With -H, the first row is taken for table headers, and an array of
associate arrays with these keys is output.
Plain text, assumed to contain a space-separated table:
-H causes the first row to be taken as table headers and an associative
array data structure to be created from each row with those keys. The
0-based index passed after -C denotes the column to be used as a key for
the top-level associative array then created; without -C, a top-level array
is generated instead.
DBF (dBase level 5 database file):
Imports database table as an array of hashes with field names as keys. The
deletion flag does not prevent a record from being imported but is itself
imported as the value of the "_deletion" key. Leading and trailing white
space is stripped from values. Fields of type L (boolean) are converted to
0, 1 or undef; all other fields are imported as the strings that represent
them. Thus fields of type M (strings from memo file) are imported as the
block index only, the DBT file is not parsed.
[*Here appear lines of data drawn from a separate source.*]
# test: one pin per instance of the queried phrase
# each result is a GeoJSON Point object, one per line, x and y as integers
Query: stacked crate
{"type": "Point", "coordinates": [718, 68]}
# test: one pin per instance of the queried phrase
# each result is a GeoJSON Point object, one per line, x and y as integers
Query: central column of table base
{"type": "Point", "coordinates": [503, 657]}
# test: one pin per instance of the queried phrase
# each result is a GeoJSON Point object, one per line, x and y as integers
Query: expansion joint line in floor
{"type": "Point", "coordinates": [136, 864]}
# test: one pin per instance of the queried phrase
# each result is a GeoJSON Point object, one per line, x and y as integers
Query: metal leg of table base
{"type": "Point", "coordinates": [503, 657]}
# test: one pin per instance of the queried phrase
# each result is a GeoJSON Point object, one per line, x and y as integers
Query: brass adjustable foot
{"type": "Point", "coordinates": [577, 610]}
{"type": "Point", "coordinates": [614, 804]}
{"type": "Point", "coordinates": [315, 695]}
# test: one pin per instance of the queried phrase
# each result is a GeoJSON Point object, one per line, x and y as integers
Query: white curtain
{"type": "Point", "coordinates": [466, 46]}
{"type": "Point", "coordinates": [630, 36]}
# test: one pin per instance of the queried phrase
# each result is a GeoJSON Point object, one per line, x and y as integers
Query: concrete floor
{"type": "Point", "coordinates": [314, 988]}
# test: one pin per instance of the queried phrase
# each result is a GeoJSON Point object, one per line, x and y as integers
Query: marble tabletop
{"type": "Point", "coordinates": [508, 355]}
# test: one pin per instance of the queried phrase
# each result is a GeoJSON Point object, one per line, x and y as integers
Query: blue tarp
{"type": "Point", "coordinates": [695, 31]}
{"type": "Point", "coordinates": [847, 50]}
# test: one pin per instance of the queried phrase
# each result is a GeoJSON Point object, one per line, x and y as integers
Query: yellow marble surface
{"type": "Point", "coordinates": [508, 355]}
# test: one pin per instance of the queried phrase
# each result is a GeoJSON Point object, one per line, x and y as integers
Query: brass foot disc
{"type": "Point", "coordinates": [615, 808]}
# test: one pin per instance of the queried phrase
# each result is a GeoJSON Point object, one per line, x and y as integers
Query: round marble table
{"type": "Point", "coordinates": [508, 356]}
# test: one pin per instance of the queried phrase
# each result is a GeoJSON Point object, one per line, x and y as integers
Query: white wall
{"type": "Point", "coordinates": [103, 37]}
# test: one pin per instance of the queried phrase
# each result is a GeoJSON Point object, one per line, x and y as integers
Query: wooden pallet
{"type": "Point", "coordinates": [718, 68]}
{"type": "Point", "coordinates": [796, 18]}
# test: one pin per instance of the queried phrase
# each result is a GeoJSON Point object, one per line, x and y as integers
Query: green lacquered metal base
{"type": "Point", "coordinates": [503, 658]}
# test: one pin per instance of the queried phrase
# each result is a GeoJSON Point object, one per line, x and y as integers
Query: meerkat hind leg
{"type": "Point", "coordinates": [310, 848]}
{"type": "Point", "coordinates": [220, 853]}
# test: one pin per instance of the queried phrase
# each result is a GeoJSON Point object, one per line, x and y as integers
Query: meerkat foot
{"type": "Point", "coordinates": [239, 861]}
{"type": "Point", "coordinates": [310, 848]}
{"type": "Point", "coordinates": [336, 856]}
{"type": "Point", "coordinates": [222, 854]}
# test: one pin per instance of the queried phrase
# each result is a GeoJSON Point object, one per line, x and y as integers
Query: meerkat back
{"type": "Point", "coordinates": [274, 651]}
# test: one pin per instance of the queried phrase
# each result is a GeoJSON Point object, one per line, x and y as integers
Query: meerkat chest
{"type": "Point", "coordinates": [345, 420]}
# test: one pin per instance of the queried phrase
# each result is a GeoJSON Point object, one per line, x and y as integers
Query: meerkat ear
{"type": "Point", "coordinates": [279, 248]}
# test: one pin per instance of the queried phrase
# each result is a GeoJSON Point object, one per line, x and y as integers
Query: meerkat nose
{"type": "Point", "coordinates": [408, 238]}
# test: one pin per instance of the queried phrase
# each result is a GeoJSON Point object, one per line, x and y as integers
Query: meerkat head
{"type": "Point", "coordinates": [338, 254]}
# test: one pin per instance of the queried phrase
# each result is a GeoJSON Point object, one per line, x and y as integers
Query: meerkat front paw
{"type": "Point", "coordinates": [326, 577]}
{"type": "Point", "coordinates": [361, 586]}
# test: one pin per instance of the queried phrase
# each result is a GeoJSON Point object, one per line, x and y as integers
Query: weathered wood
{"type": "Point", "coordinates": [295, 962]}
Converts a YAML file to a different format.
SQLite:
Converts an array of hashes to an SQLite database. This requires the DBI
Perl module. A table named after the input file with columns named after
hash keys will be created and filled. All column types are "numeric",
which stores numerical data in numerical types. Non-scalar values will be
stored as text containing YAML expressions.
Export will be refused if an heuristic decides that the hash keys are too diverse between array entries to make sense as database table columns. The output file may already contain a database, but if a table with the target name exists already, the export is also aborted.